Japan’s Emerald Isle
On Okinawa, Akemi Johnson discovers a subtropical paradise with a lively blend of cultures and a laid-back vibe that transcends its tumultuous history.
OKINAWA IS SO LUSH that buildings and rivers are often obscured by its profusion of greenery. Along the coasts, tourists swim in aquamarine waters. All this natural beauty may surprise anyone who associates Okinawa with World War II, when invading Americans bombed its terraced fields and wild forest down to the dirt.
Okinawa is the largest of the 160 islands, most of them unpopulated, that are between the Japanese mainland and Taiwan, collectively forming the country’s southernmost prefecture. The archipelago, also named Okinawa, was an independent kingdom until Japan overthrew its monarch in the late 19th century. An era of U.S. military rule followed World War II, with Americans bulldozing homes and farms to build bases, which remained after the islands were returned to Japan in 1972. Many locals continue to protest their presence.

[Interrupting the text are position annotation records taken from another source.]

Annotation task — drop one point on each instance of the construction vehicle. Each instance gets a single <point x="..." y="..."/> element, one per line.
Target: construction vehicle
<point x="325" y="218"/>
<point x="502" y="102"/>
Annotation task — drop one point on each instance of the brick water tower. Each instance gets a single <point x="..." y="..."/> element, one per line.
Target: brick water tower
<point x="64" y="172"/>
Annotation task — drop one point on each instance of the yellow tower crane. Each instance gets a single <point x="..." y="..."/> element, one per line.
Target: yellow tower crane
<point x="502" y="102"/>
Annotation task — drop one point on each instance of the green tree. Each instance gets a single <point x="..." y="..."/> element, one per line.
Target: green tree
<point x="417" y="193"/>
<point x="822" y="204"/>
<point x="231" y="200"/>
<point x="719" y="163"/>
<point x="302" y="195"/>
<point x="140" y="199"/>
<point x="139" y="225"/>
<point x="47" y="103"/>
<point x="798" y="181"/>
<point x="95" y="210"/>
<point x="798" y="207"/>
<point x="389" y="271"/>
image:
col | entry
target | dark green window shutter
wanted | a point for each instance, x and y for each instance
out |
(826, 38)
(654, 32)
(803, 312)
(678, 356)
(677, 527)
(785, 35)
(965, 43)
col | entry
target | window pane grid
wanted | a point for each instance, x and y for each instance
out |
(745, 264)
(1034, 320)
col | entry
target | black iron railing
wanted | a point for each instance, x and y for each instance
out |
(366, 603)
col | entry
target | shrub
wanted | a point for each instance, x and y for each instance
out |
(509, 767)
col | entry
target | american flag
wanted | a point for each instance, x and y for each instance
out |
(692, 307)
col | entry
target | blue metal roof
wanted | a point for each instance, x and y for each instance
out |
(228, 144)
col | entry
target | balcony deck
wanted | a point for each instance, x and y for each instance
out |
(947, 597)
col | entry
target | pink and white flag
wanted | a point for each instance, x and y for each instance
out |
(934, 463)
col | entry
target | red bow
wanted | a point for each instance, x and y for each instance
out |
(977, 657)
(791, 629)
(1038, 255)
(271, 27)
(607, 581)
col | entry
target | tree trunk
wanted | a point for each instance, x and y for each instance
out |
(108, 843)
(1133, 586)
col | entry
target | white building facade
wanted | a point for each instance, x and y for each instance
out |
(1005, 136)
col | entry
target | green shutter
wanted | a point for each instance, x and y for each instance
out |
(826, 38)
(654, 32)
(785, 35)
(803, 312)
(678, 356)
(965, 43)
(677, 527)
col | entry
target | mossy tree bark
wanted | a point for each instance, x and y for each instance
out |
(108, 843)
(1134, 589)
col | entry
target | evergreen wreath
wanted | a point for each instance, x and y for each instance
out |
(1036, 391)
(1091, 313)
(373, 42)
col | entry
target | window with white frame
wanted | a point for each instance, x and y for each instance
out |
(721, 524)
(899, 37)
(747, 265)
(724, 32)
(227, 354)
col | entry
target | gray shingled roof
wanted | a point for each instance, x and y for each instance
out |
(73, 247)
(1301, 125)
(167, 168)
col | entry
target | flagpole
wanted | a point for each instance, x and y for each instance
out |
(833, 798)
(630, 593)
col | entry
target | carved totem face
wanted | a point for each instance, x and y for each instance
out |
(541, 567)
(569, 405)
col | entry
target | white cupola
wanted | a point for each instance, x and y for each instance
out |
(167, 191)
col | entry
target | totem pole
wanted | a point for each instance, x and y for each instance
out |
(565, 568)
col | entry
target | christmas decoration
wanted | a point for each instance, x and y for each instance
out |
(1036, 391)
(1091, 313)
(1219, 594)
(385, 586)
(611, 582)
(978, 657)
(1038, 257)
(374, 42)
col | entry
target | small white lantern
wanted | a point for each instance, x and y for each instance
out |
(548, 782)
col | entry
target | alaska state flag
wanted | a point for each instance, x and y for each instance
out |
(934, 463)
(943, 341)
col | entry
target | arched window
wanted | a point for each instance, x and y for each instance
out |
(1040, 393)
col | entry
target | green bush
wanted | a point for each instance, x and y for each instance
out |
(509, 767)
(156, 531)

Traveling the roughly 110 kilometers south to north along the narrow main island, I experienced what brings more and more visitors to Okinawa: subtropical beauty, a leisurely pace, and a rich mix of indigenous Okinawan, mainland Japanese and American influences. Of course, the island is also suffused with its troubled past. The Battle of Okinawa wiped out up to a third of the civilian population. The haunting Himeyuri Peace Museum (himeyuri.or.jp), at the island’s southern tip, recounts the three months of horror through the story of local schoolgirls conscripted to be nurses for Japanese soldiers. Nearby, Peace Memorial Park (sp.heiwa-ireiokinawa.jp) sits on manicured grounds in the area where the fighting culminated. The park’s museum (peace-museum.pref.okinawa.jp) chronicles the war in chilling detail.